I let out a breath and peel off the dress that’s seen too much tonight.
My nightshirt slips over my head, cotton soft and safe.
Unlike everything else right now. I climb into bed and lie back against the pillows, staring at the ceiling, listening to the quiet sounds of water running and regret pooling just beneath my ribs.
That’s when I make the mistake of looking at my phone. More photos of me and Nash have hit the internet, along with more comments.
@GiddyUpCowboys: Didn’t know Sam Stone’s sister was so thirsty.
@NashStachLover: No way she’s not using him for clout!
@MissyLovesD: Another buckle bunny trying to ride her way to relevance…
@CountryTangle: Wowwww. Phern Stone is NOT who Nash should be with! He can do so much better!
The words aren’t even clever. Just cruel. Careless. But they land. Right where they’re meant to.
I stare at the screen, thumb frozen, heart thudding louder than it should. It’s not even the worst thing anyone’s said today. But this one? This one gets in. Because the thing is… they’re right.
Nash is charming. Accomplished. Revered. He’s steady and kind and already been through enough. And me? I’m a half-broken girl with an unfinished career, a complicated past, and the tendency to fall for men who never fully show up.
I bite the inside of my cheek, throat tightening.
Nash can do better than me.
So can Will…
The screen blurs slightly as tears well—silent, embarrassed, unwelcome. But I don’t cry because I believe them.
I cry because a part of me always has.
I set the phone down and press the heels of my hands into my eyes.
The bathroom door opens, and Will steps out, barefoot, his T-shirt clinging to his chest and his hair damp from a quick rinse.
He freezes the second he sees my face.
“What happened?”
I don’t answer.
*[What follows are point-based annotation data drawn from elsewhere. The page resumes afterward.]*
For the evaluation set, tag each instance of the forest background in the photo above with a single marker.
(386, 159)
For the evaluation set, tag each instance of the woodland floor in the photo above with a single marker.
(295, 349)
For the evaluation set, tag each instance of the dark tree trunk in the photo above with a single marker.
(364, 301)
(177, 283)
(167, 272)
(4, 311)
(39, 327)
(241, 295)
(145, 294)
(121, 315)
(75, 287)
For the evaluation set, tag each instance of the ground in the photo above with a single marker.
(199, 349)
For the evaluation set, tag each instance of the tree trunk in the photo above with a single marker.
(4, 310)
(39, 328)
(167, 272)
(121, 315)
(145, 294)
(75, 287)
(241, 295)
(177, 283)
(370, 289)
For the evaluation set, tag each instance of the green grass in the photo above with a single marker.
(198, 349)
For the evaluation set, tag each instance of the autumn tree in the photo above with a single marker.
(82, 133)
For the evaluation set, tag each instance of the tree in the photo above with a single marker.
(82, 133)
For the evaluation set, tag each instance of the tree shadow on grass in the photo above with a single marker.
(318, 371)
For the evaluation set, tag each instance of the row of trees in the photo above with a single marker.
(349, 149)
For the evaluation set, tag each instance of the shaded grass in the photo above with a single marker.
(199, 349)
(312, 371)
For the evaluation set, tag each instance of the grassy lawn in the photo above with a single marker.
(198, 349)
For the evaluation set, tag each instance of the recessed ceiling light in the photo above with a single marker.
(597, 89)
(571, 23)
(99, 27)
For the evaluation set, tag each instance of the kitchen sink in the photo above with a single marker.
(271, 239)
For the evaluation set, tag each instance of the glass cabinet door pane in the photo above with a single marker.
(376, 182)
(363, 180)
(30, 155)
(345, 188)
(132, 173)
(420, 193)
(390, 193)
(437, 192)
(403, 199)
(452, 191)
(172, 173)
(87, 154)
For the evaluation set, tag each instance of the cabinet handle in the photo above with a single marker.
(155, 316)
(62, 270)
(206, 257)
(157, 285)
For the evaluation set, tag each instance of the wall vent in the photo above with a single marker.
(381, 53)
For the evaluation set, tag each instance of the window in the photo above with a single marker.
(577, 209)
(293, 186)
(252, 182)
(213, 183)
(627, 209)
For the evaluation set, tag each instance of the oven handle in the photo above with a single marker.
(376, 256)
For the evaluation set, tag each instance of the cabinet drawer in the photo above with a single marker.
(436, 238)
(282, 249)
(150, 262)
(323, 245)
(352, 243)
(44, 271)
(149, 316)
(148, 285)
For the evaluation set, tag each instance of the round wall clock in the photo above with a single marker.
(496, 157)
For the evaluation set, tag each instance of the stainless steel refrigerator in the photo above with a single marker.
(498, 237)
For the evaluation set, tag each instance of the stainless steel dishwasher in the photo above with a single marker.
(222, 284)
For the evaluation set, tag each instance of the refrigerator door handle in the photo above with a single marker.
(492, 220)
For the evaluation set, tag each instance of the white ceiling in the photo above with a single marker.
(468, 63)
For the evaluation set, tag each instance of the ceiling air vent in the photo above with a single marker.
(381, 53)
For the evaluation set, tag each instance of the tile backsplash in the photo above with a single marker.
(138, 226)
Just turn my head to stare at the ceiling again, blinking fast.
Because suddenly, the soft cotton of my nightshirt feels too thin. The bed too big. My skin too exposed.
When I finally speak, my voice is barely above a whisper. “They’re everywhere.”
I reach for my phone, unlock it, and hold it out so he can see for himself. He takes it from me slowly, scrolling in silence. His jaw tightens as he swipes through the photos, the comments. The parts of me now scattered across the internet like I asked to be consumed.
“I didn’t do anything wrong,” I say, voice thin. “But it doesn’t matter. They’ve already decided who I am.”
He sets the phone down, carefully. Like he’s afraid he’ll crush it if he holds it a second longer.
“Let them talk,” he says, his voice low and steady. “They don’t know you.”
“They don’t have to.” My voice cracks. “They don’t care about the truth. Just the story.”
Will walks over slowly, crouching beside the bed so he’s eye-level with me. His hand brushes my arm.
“You didn’t do anything wrong,” he says again, softer now. “You had one good night. One moment that belonged to you. And they took it.”
I nod, even though I’m not sure what to do with the knot in my throat.
He reaches for the blanket and pulls it higher over me, like I’m something fragile he finally sees how to hold.
Then, after a moment, he says, “Come here.”
I hesitate.
But then I shift, sliding closer to the edge of the bed where he kneels. He wraps his arms around me, pulling me against his chest, my cheek landing over his heart.
It’s solid. Steady.
And when he speaks again, it’s barely a whisper.
“I’ve got you, sugar.”
And for the first time all night, I believe it.